What is color melting?
Color melting is a hair-coloring technique that takes the art of gradation to its apogee. Where balayage and highlights play on light and contrast, color melting is about creating absolute harmony. The aim is to make the shades slide into each other, without visible demarcation, as if the color had naturally melted into the fiber.
“Color melting is a seamless, sun-dripped technique that we do a lot of,” explains Jenna Perry, the Manhattan-based colorist responsible for heads like Bella Hadid, Jennifer Lawrence, and Chloë Sevigny. “It has a soft and impossibly natural finish that gives effortless and expensive results.”

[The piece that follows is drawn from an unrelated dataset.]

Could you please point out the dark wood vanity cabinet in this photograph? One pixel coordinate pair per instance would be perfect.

“Color melting is all about creating a seamless transition between shades. No lines, no boundaries,” says Tracey Cunningham, Schwarzkopf Professional’s US creative director of color and technique. (Who coined another celebrity favorite color, the molten brunette, for Lana Del Rey and the like. You’ll also see her color prowess sported by the “spiced sienna”-headed Emma Stone.)

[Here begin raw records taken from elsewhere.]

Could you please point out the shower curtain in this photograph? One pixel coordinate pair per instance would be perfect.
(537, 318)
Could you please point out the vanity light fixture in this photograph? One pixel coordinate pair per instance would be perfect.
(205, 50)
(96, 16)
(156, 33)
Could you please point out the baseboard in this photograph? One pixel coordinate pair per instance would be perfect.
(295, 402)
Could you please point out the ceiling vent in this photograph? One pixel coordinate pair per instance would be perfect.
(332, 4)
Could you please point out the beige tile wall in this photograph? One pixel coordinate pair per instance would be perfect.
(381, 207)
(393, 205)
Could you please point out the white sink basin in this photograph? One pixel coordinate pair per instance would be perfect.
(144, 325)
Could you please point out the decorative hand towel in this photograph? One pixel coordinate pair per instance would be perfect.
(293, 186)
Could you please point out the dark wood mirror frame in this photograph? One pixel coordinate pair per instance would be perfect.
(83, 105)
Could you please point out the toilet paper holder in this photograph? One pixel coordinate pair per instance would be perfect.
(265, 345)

“It’s when your root color, mid-tone, and ends flow together so effortlessly that you can’t tell where one starts and the next ends,” Cunningham adds.
The approach: Apply three to four shades in delicate superimposition, from root to tip, respecting the hair’s natural tone. The colorist works with a brush, and sometimes by hand, in an almost painterly gesture. This creates a fluid transition among your hair strands. In the end, the result evokes a sunset-like quality, reflections blending and responding to each other in perfect balance.
What makes the color-melting technique different to balayage or highlights?
Unlike highlights, which draw sharp separations, or balayage, which plays on a targeted light effect, color melting doesn’t isolate or draw emphasis to anything. “Balayage is more about placement and light,” says Cunningham. “It’s a hand-painted technique designed to mimic how the sun naturally brightens the hair. You get those soft ribbons of light that feel organic and lived-in.” Traditional highlights, she adds, “give you more contrast and brightness starting at the root. They’re placed with foils, which gives a stronger lift and a more defined, dimensional effect.”